Change is the law of life. And those who look only to the past or present are certain to miss the future. -- John F. Kennedy
While the big move to start the new year caused celebration among investors, it also produced consternation among traders who were caught by surprise. The uncertainty of the fiscal cliff and the fact that it was the end of the year had pushed many market players into cash, which produced additional chasing when the market exploded higher yesterday. Nothing is worse than starting the year with substantial underperformance.
It was a very interesting day of action but the only question that really matters is where do we go from here.
Over the last couple of years, the market has had a strong tendency to build on momentum of the sort we saw yesterday. Last January through March is a particularly good example. There was a similar jump on the first trading day of the year in 2012 and the market went up in a remarkably straight fashion for months after that. What was particularly interesting about the move was that there were almost no pullbacks for weeks. It just ramped higher and caused tremendous frustration for underinvested bulls who never had an opportunity to put money to work and for the poor bears who deluded themselves into thinking they could call a market top.
Moves like that have been more common since the market low in March 2009. There have been two reasons for that. First, the Fed's quantitative easing programs created a flood of liquidity that had few places to go but into equities. It had to be put to work and the easiest thing to do was to throw it at stocks in general. There was little effort to be selective in stock picking as everything pretty much moved together anyway.

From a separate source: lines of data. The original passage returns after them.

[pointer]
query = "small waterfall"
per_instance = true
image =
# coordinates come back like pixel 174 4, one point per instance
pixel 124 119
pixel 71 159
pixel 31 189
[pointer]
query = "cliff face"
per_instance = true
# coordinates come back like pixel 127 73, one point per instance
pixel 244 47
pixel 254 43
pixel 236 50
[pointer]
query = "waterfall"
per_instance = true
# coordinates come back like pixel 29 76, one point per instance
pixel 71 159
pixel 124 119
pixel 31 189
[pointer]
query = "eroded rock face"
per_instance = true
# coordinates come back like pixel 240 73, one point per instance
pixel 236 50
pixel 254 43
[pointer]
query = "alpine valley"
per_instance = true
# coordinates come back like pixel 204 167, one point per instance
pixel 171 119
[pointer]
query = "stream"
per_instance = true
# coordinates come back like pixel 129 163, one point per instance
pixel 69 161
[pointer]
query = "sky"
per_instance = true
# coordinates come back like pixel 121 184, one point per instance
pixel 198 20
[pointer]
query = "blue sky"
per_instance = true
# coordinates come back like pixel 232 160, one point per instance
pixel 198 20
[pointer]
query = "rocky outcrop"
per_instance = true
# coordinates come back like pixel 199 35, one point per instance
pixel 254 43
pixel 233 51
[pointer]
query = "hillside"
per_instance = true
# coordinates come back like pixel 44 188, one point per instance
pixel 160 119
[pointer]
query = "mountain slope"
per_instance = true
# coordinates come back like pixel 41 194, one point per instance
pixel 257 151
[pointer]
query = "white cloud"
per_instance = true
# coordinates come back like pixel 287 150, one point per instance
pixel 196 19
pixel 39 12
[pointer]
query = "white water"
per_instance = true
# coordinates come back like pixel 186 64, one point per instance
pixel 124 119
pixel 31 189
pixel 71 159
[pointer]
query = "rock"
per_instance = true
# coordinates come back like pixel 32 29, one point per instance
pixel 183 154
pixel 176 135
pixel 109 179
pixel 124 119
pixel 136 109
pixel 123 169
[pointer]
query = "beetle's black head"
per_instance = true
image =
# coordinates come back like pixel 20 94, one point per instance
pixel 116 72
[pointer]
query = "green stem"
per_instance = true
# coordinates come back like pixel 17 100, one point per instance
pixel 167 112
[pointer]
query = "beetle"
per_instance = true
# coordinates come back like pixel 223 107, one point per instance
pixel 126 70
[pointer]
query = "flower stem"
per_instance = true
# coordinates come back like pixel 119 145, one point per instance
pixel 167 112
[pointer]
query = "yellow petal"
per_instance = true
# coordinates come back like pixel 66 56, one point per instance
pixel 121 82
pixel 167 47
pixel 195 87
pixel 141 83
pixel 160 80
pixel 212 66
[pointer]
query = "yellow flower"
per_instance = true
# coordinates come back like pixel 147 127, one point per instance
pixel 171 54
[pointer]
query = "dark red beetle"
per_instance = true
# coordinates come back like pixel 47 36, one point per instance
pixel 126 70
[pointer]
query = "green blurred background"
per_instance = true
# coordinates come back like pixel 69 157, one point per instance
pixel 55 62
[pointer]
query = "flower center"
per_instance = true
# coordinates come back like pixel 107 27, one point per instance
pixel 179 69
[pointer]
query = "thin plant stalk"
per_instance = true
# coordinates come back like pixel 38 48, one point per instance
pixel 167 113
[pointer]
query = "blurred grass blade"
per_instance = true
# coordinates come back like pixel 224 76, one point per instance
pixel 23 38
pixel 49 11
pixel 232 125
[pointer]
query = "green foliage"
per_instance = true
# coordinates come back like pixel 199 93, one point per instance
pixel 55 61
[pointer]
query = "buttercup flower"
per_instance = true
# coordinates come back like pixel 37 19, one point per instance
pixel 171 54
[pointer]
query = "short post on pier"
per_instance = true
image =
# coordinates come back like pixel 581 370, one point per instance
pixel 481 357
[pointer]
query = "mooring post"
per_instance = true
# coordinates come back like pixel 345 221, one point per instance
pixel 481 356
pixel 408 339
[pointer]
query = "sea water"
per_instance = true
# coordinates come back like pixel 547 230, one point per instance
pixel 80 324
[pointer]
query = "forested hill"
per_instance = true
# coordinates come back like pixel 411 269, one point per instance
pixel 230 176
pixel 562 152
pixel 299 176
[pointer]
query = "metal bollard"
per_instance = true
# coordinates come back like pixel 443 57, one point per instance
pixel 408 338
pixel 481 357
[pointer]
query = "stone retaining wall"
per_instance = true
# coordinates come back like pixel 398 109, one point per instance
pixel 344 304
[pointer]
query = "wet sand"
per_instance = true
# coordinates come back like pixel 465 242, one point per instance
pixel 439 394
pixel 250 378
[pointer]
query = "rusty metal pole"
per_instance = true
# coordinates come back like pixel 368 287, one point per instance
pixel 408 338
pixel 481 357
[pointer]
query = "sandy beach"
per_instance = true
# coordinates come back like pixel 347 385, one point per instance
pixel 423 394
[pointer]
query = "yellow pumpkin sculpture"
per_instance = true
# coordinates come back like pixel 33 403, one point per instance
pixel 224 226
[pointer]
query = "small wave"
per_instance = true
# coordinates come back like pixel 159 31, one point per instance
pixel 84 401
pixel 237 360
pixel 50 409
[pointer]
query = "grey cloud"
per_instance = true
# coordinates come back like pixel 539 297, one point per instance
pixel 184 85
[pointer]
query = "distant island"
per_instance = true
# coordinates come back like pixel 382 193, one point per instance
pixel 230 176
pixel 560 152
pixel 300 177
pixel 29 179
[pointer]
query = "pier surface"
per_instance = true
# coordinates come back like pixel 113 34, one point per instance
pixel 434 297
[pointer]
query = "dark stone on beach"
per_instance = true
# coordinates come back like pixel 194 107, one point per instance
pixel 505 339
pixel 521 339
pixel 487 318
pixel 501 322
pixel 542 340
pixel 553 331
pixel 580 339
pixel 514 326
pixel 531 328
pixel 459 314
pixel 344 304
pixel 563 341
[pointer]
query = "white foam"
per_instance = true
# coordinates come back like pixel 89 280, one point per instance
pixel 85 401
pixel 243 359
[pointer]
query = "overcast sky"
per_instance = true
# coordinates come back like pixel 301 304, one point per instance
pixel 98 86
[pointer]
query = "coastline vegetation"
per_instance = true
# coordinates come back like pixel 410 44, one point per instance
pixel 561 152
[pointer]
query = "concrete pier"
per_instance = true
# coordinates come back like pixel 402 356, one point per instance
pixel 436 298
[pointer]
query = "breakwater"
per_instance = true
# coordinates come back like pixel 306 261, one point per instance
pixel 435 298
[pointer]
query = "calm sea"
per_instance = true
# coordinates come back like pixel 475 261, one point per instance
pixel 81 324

The second reason this lopsided action often occurred was that computerized trading programs made an effort to exploit this market tendency. Since it was obvious that market players were not well positioned and that shorts were vulnerable, they would keep pushing and create perpetuate squeezes.
That brings us to the question of whether these two forces still exist to the same degree and will push the market straight up once again. While the Fed is still buying nearly a trillion dollars a year in bonds, there is no new QE program being initiated and the market no longer looks to the Fed in the manner it once did. The fiscal-cliff debate illustrates how the focus is shifting to taxes and spending, which are not affected by the Fed's monetary policy. The next big battle will be the debt ceiling and that is going to be a major catalyst.

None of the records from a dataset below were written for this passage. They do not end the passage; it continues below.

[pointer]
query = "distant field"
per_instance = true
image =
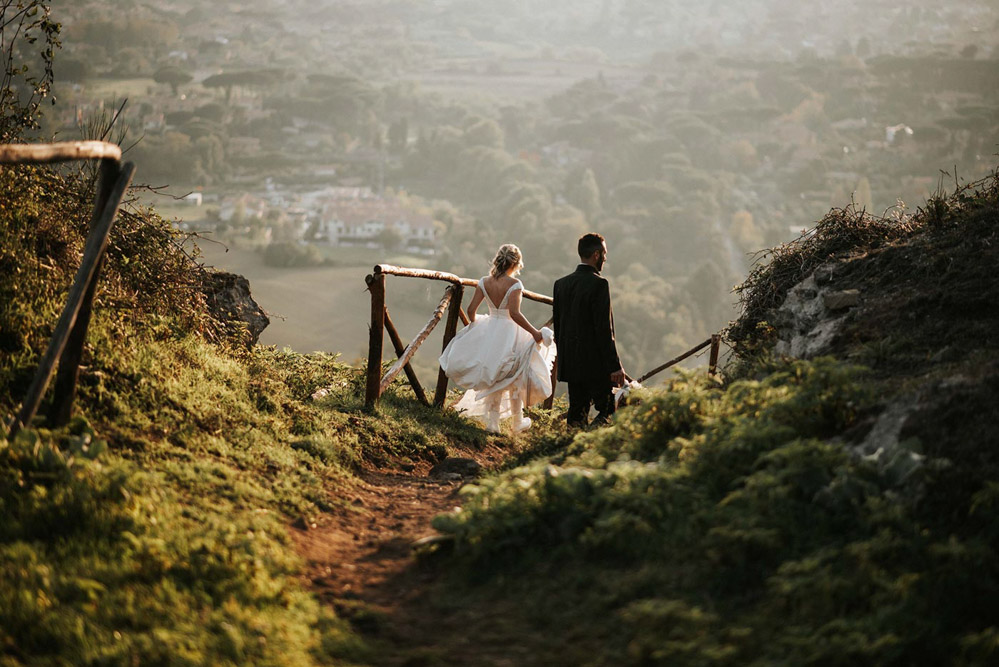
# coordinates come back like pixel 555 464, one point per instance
pixel 522 79
pixel 137 88
pixel 328 308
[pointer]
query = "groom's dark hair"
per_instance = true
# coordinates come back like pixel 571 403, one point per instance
pixel 589 244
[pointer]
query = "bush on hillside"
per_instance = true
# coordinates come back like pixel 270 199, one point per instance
pixel 726 526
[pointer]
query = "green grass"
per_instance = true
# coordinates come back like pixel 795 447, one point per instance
pixel 154 528
pixel 715 525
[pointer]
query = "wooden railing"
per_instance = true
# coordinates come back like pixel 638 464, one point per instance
pixel 66 345
pixel 450 303
pixel 381 322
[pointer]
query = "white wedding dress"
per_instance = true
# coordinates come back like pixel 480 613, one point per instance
pixel 500 365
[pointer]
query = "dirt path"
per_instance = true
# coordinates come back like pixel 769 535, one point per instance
pixel 360 561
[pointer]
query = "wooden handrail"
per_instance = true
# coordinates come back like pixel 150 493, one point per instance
pixel 416 342
pixel 59 152
pixel 66 345
pixel 675 360
pixel 406 272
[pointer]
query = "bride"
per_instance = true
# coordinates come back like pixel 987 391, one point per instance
pixel 500 358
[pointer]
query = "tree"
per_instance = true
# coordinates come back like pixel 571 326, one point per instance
pixel 583 192
pixel 485 132
pixel 27 51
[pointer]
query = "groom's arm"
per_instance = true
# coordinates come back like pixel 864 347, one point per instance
pixel 603 328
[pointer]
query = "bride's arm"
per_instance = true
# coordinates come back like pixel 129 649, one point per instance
pixel 474 304
pixel 514 305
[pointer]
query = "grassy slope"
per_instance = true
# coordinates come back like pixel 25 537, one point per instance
pixel 153 529
pixel 730 524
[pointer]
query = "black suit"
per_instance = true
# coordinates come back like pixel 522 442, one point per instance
pixel 584 333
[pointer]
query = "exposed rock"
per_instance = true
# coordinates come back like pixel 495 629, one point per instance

The computers will still be out there, but the way they survive and prosper is to adapt to new conditions. They did well exploiting lopsided momentum but the likelihood is that they will start to focus on volatility strategies as QE becomes less relevant. That would give us more sudden ups and downs; that, from my perspective, would be better for traders, but the key to computerized trading is to do what the market least expects.
Overall, I believe that without the Fed's QE program we are less likely to see strong sustained momentum. I'm not going to rush to fade strength but I'll be more inclined to take profits quickly and look for new entries once things setup again.
The one great certainty in the stock market is that things always change and my thesis for 2012 is that the Fed will no longer be the dominating force that it has been.
It's a very mild start this morning. There are some bank upgrades and analysts are busy, but the mood is calm as market players anticipate the challenges of the year ahead.